Group project & presentation 30% Complete economic analysis of a chosen software project. Presented in Lectures 14–15.
Final exam 30% Closed-book, comprehensive exam in Lecture 16.

Group Project

Teams of 3–4 students choose a software project (real or hypothetical) and produce:

  • A cost estimate (Function Points or COCOMO II).
  • A cash-flow forecast.
  • NPV, IRR, payback, and PI for at least two alternatives.
  • A sensitivity or risk analysis.
  • (Bonus) An AI-cost dimension (token / API spend, productivity impact).

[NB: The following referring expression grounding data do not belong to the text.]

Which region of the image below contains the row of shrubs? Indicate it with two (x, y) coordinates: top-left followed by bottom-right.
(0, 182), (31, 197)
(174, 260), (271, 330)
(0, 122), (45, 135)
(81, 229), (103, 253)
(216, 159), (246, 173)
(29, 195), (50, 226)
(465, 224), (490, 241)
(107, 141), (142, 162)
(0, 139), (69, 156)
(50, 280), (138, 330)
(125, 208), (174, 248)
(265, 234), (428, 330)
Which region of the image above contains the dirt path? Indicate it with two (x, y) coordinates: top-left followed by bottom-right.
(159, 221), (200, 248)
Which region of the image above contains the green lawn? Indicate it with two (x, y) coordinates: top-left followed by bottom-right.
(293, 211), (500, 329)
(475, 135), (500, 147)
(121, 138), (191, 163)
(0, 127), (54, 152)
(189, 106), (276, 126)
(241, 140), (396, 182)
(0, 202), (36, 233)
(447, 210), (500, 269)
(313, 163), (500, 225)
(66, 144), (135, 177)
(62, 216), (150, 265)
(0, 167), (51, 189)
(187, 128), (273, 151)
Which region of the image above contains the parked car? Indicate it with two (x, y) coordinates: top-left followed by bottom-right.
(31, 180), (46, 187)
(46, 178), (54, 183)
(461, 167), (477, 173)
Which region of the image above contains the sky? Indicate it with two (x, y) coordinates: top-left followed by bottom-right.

Project briefs are released in Lecture 8 (2026-06-10); presentations occur in Lectures 14 and 15.

Grading Scale

A: 90+ · B: 80–89 · C: 70–79 · D: 60–69 · F: below 60


Course Policies

  • Attendance. Regular attendance is expected. Three or more unexcused absences may lower the final grade.
  • Late work. Homework submitted late loses 10% per day (max 3 days).
  • Academic integrity. All work must be original. AI tools may be used as study aids and for project research, but the analysis and conclusions must be your own. Disclose AI use in your project report.
  • Accommodations. Students requiring accommodations should contact the Office of Disability Support Services.

  • Boehm, B. W. (1981). Software Engineering Economics. Prentice Hall.
  • Boehm, B. W., et al. (2000). Software Cost Estimation with COCOMO II. Prentice Hall.
  • Park, C. S. Contemporary Engineering Economics (any recent edition) — for foundational engineering-economics methods.
  • Selected articles on Value-Based SE and AI economics (linked in each lecture).